There was a systematic trend seen in respect of average hardness measured on the S1 and S2 samples for the three processing routes (see Table 3). Routes A and C imparted the highest and the lowest hardness, respectively, for both steel types, whereas route B resulted in a hardness intermediate between the two.
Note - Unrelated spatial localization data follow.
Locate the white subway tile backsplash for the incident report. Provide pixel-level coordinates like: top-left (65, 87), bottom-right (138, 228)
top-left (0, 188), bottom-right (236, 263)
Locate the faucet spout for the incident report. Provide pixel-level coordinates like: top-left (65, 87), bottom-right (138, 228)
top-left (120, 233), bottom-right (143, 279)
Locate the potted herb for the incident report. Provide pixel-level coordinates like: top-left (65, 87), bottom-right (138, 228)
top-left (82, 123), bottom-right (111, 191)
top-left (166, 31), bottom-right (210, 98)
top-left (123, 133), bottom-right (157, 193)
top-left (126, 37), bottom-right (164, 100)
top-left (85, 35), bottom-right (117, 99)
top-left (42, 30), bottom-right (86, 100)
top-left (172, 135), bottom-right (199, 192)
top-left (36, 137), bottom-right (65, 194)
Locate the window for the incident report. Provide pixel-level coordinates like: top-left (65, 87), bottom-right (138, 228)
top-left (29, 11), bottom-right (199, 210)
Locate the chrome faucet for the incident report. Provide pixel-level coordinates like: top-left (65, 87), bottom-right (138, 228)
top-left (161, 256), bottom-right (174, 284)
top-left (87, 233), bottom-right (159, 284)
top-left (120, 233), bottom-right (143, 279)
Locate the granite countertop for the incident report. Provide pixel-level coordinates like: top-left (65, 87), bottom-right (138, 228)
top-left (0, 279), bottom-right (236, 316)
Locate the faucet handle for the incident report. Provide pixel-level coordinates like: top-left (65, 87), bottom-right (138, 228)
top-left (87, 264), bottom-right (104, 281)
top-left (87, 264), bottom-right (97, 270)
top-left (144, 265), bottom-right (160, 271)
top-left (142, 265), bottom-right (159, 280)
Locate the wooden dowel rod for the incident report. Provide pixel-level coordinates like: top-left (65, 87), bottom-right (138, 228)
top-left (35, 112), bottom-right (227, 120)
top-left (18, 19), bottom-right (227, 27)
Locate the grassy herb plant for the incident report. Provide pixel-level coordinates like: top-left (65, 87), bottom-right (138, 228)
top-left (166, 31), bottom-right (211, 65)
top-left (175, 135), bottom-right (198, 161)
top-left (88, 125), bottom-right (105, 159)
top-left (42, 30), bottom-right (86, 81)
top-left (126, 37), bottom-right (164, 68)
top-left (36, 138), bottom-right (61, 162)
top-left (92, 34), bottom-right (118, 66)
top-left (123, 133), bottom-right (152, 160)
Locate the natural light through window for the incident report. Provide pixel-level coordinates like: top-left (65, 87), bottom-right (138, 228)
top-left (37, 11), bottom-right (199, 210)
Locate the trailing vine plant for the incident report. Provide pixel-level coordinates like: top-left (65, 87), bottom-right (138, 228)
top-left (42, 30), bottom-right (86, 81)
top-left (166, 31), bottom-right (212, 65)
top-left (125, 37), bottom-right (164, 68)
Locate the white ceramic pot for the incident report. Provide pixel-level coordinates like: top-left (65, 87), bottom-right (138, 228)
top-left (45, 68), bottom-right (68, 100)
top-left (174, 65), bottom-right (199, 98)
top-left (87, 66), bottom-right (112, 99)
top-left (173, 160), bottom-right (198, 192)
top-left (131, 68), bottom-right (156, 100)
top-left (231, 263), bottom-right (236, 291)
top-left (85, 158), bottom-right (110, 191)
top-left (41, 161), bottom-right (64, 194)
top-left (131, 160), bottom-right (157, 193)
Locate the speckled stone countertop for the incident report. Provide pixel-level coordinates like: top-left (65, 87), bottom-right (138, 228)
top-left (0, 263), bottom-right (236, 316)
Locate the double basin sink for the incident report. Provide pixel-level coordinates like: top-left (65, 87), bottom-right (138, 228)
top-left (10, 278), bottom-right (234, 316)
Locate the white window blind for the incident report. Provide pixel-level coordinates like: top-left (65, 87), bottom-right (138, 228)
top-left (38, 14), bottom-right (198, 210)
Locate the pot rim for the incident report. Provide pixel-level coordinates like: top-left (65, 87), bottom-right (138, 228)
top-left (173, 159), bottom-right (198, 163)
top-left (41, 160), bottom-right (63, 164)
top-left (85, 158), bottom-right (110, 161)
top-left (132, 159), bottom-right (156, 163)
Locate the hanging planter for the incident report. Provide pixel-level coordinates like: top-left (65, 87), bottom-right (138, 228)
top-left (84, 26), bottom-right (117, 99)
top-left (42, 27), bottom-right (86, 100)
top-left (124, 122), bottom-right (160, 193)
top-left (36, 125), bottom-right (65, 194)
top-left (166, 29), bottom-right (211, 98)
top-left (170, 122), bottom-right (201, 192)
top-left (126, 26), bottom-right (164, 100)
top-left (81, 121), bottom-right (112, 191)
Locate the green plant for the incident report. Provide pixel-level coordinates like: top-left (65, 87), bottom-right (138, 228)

Relatively higher hardness values of S2 samples compared to S1 samples regardless of the processing route can be attributed to the higher C content (0.48 wt.% C) of steel S2. Referring to Table 3, a quick comparison between routes A and C suggests that the higher hardness of S1-A (515 HV) and S2-A (575 HV) samples compared to those of S1-C (445 HV) and S2-C (510 HV) samples, respectively, can be attributed to a higher fraction of fine bainite (S1-A: 74, S1-C: 67%) and somewhat smaller fraction of RA (S1-A: 17 S1-C: 23%). A similar trend was seen in steel S2 also, as the corresponding fractions of BF (S2-A: 77 and S2-C: 60%) and RA (S2-A: 18 and S2-C: 28%) varied in the same direction.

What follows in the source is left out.